Re: [PATCH 00/15] net: taint when the device driver firmware crashes
From: Luis Chamberlain
Date: Mon May 11 2020 - 10:11:26 EST
On Sat, May 09, 2020 at 11:35:46AM -0700, Jakub Kicinski wrote:
> On Sat, 9 May 2020 04:35:37 +0000 Luis Chamberlain wrote:
> > Device driver firmware can crash, and sometimes, this can leave your
> > system in a state which makes the device or subsystem completely
> > useless. Detecting this by inspecting /proc/sys/kernel/tainted instead
> > of scraping some magical words from the kernel log, which is driver
> > specific, is much easier. So instead this series provides a helper which
> > lets drivers annotate this and shows how to use this on networking
> > drivers.
> >
> > My methodology for finding when firmware crashes is to git grep for
> > "crash" and then doing some study of the code to see if this indeed
> > a place where the firmware crashes. In some places this is quite
> > obvious.
> >
> > I'm starting off with networking first, if this gets merged later on I
> > can focus on the other drivers, but I already have some work done on
> > other subsytems.
> >
> > Review, flames, etc are greatly appreciated.
>
> Tainting itself may be useful, but that's just the first step. I'd much
> rather see folks start using the devlink health infrastructure. Devlink
> is netlink based, but it's _not_ networking specific (many of its
> optional features obviously are, but don't let that mislead you).
>
> With devlink health we get (a) a standard notification on the failure;
> (b) information/state dump in a (somewhat) structured form, which can be
> collected & shared with vendors; (c) automatic remediation (usually
> device reset of some scope).
It indeed sounds very useful!
> Now regarding the tainting - as I said it may be useful, but don't we
> have to define what constitutes a "firmware crash"?

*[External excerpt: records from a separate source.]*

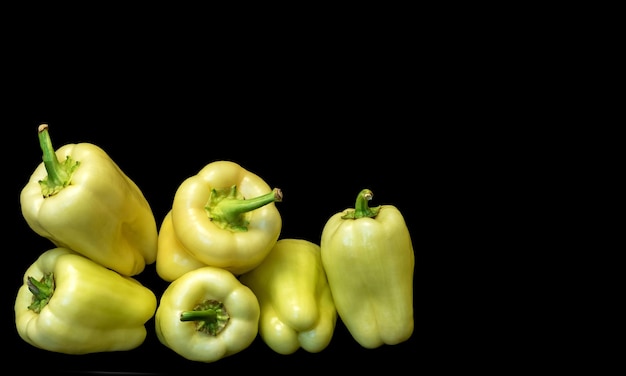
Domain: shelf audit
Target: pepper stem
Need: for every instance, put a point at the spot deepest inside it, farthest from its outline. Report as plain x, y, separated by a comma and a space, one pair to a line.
59, 174
228, 209
210, 317
42, 291
361, 207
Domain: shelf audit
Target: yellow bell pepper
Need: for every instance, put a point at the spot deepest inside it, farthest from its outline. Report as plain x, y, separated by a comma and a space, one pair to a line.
297, 308
225, 216
173, 260
73, 305
207, 314
369, 261
87, 204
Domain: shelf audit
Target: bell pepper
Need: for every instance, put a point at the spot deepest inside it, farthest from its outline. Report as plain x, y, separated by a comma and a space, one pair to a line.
207, 314
73, 305
225, 216
297, 308
369, 261
173, 260
80, 199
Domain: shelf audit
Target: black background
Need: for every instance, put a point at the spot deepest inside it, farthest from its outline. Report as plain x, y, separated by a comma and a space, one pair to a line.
319, 115
320, 144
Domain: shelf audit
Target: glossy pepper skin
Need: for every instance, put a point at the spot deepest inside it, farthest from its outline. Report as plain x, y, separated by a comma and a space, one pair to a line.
70, 304
173, 260
368, 257
297, 308
80, 199
225, 216
207, 314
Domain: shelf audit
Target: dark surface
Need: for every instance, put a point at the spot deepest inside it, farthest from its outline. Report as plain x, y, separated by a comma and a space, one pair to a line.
320, 158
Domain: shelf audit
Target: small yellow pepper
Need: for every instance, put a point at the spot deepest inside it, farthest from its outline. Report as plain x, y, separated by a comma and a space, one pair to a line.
297, 308
207, 314
73, 305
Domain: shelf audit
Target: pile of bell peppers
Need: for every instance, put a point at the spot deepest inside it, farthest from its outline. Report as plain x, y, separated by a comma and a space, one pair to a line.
230, 276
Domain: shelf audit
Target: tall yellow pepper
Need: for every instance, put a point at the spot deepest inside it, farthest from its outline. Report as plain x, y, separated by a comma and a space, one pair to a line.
80, 199
297, 309
369, 262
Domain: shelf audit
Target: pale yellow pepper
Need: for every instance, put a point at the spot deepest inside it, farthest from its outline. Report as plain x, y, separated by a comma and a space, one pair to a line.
369, 260
73, 305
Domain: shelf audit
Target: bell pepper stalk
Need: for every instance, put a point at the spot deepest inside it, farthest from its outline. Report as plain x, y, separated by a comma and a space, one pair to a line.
369, 261
80, 199
173, 260
70, 304
207, 314
225, 216
297, 308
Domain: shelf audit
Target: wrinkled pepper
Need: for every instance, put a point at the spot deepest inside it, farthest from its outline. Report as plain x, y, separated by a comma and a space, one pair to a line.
173, 260
368, 257
73, 305
80, 199
225, 216
297, 308
207, 314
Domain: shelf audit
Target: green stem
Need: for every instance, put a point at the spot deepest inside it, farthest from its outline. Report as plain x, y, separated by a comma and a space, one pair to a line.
361, 207
42, 291
59, 174
210, 317
228, 209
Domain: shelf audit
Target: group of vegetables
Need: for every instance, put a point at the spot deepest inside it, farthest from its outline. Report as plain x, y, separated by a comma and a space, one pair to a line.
230, 275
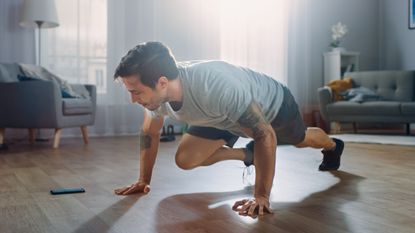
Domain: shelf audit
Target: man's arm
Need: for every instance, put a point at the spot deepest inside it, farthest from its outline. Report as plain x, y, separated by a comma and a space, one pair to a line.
149, 141
253, 123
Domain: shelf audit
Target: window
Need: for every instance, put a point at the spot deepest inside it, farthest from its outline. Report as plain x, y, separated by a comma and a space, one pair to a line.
77, 49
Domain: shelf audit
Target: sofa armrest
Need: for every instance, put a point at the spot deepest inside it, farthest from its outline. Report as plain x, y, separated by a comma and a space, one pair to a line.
92, 89
30, 104
325, 97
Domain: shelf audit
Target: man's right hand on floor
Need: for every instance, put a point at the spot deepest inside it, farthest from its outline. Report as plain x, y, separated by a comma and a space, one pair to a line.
139, 187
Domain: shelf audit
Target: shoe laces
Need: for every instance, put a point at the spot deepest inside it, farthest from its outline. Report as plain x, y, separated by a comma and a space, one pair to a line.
248, 175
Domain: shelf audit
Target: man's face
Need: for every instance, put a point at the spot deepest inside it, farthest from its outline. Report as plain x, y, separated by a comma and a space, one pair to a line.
144, 95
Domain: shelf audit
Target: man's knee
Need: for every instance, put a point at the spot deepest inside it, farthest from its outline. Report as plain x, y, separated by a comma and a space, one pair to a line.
184, 161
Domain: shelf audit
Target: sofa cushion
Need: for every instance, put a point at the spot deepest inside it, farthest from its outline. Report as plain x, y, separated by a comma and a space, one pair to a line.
372, 108
44, 74
408, 108
9, 72
390, 85
77, 106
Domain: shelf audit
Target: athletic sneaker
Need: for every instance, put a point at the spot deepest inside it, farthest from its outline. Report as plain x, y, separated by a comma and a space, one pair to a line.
248, 175
331, 158
249, 154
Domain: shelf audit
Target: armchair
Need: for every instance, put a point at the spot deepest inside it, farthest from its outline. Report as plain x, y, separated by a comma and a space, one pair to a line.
39, 104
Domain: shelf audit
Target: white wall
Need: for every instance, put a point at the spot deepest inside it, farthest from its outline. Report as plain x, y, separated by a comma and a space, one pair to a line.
310, 35
17, 44
397, 41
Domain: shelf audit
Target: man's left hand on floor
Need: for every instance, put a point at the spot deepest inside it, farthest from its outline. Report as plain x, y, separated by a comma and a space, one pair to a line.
253, 207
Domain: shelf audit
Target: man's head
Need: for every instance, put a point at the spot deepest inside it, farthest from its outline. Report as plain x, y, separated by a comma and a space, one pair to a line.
145, 71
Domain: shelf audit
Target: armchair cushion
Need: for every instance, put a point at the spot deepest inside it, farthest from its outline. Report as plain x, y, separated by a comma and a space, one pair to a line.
9, 72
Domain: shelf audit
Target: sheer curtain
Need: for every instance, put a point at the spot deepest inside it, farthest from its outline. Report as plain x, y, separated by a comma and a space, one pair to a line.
95, 34
254, 34
78, 51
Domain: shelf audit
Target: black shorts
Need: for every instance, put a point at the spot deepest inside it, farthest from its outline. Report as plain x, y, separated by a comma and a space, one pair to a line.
288, 125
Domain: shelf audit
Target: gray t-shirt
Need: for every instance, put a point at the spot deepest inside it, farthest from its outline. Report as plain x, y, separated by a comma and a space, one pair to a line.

Yes indeed, I missed clarifying this in the documentation. I'll do so
in my next respin.
> There are many
> failure modes, some perfectly recoverable (e.g. processing queue hang),
> some mere bugs (e.g. device fails to initialize some functions). All of
> them may impact the functioning of the system. How do we choose those
> that taint?
Its up to the maintainers of the device driver, what I was aiming for
were those firmware crashes which indeed *can* have an impact on user
experience, and can *even* potentially require a driver removal / addition
to to get things back in order again.